HSBC is absolutely right, any regulatory discrimination on capital requirements for banks, given that the markets already price in the risk premiums by means of higher interest rates… is arbitrary, regressive and odiously unjust. But, what about all those small businesses and entrepreneurs who have actually have had to carry a risk-weight of 100% for years now and have therefore been similarly discriminated against? Who speaks out for them? Are they going to be left out in the cold just because lending to them does not belong to the typical bank operations of one of the too-big-to-fail bank mammoths?

November 03, 2010

Are the banks now to set their own capital requirements?

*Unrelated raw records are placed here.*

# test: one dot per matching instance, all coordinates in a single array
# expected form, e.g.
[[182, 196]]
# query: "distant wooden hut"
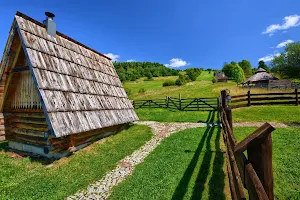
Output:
[[260, 79], [221, 77], [58, 94]]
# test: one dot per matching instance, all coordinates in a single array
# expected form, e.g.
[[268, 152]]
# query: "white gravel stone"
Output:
[[103, 188]]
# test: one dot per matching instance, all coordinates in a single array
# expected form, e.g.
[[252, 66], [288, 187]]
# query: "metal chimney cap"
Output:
[[49, 14]]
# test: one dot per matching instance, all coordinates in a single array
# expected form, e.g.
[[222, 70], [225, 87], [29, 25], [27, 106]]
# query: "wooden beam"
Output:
[[20, 69], [19, 48], [260, 132]]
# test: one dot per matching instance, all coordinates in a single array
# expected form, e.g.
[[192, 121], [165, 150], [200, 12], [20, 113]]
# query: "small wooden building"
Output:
[[57, 95], [221, 77], [260, 79]]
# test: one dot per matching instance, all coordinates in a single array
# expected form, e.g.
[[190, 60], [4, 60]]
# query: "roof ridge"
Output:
[[59, 33]]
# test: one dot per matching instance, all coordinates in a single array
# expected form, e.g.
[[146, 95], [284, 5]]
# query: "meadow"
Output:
[[189, 164]]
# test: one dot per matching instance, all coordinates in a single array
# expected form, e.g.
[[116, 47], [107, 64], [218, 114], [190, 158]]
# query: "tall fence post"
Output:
[[229, 116], [179, 101], [297, 100], [249, 98], [167, 102], [260, 156]]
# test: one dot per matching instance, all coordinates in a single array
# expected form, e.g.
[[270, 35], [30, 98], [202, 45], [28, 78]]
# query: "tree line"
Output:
[[130, 71]]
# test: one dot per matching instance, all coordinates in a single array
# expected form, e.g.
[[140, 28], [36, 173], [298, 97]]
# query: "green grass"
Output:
[[203, 87], [287, 113], [286, 160], [187, 165], [165, 115], [27, 179], [205, 76]]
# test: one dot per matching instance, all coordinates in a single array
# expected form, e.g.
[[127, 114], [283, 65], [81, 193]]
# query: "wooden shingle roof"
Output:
[[79, 87]]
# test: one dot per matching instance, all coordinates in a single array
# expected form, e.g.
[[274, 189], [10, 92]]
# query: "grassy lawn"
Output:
[[286, 160], [280, 113], [28, 179], [165, 115], [187, 165], [202, 87]]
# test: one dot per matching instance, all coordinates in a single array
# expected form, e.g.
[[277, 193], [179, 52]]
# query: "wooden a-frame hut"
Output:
[[57, 95]]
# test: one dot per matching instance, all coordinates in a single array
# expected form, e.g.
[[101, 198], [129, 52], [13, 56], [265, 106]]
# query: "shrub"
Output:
[[168, 83], [142, 90]]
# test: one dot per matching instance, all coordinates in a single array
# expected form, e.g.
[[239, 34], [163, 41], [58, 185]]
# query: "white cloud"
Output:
[[283, 44], [288, 22], [177, 62], [112, 56], [269, 57]]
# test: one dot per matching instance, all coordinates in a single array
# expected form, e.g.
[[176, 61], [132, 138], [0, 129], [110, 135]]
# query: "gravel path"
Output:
[[103, 188], [258, 124]]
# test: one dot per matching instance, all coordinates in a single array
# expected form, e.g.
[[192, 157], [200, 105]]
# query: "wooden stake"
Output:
[[297, 100], [249, 98]]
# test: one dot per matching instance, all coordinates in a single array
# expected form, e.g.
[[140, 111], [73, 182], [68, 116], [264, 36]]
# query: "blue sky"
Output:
[[190, 33]]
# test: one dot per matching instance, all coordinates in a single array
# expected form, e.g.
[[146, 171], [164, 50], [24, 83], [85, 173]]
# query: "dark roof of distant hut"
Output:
[[260, 75], [220, 75], [79, 88]]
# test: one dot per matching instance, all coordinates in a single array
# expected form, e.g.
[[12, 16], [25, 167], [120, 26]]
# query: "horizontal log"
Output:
[[27, 132], [28, 121], [25, 115], [265, 129], [275, 93], [17, 138], [238, 106], [273, 103], [238, 96], [35, 127], [26, 110], [272, 98]]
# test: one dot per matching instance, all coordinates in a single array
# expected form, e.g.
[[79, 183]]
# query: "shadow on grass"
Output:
[[216, 183]]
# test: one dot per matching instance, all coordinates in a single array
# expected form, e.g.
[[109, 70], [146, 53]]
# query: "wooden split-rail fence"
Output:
[[280, 98], [253, 172], [173, 103]]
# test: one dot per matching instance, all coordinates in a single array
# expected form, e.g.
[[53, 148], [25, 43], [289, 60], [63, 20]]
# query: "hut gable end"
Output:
[[79, 88]]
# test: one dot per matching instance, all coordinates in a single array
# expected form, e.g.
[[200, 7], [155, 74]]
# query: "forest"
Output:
[[130, 71]]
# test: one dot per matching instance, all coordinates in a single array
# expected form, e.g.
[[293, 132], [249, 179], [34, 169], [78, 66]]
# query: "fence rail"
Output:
[[249, 99], [254, 172], [183, 104]]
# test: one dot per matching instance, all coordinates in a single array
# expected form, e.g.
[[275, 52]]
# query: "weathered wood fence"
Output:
[[173, 103], [249, 99], [255, 171]]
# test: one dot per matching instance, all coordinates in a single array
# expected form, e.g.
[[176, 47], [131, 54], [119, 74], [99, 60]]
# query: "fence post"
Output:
[[297, 100], [179, 101], [223, 98], [260, 156], [229, 116], [249, 98], [167, 102]]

Sir on October 27, 2010, the Financial Stability Board FSB issued “Principles for Reducing Reliance on CRA Ratings” and by which they endorse a substantial part of the criticisms against current bank regulations and that I have been writing about in hundreds of letters to the Financial Times over the last years and which, for whatever reasons, since 2005, you decided you were better off ignoring.

In fact what FSB states is that the Basel Committee needs to go back to square one and start their regulatory process all over again, since most of what it has on the table is absolutely worthless. It will be interesting to see what the G20 ministers and others will interpret about what they are now supposed to do with Basel III.

What is not yet clear from the FSB statement is how the capital requirements of banks are now to be calculated, because even though it speaks over and over again that “banks should be expected to make their own credit assessments” and “should ensure that they have sufficient resources to manage the credit risk that they are exposed to”, we must assume they do not really mean that banks will from now on set their own capital requirements… if so… that would indeed be real, pure and unbridled de-regulation.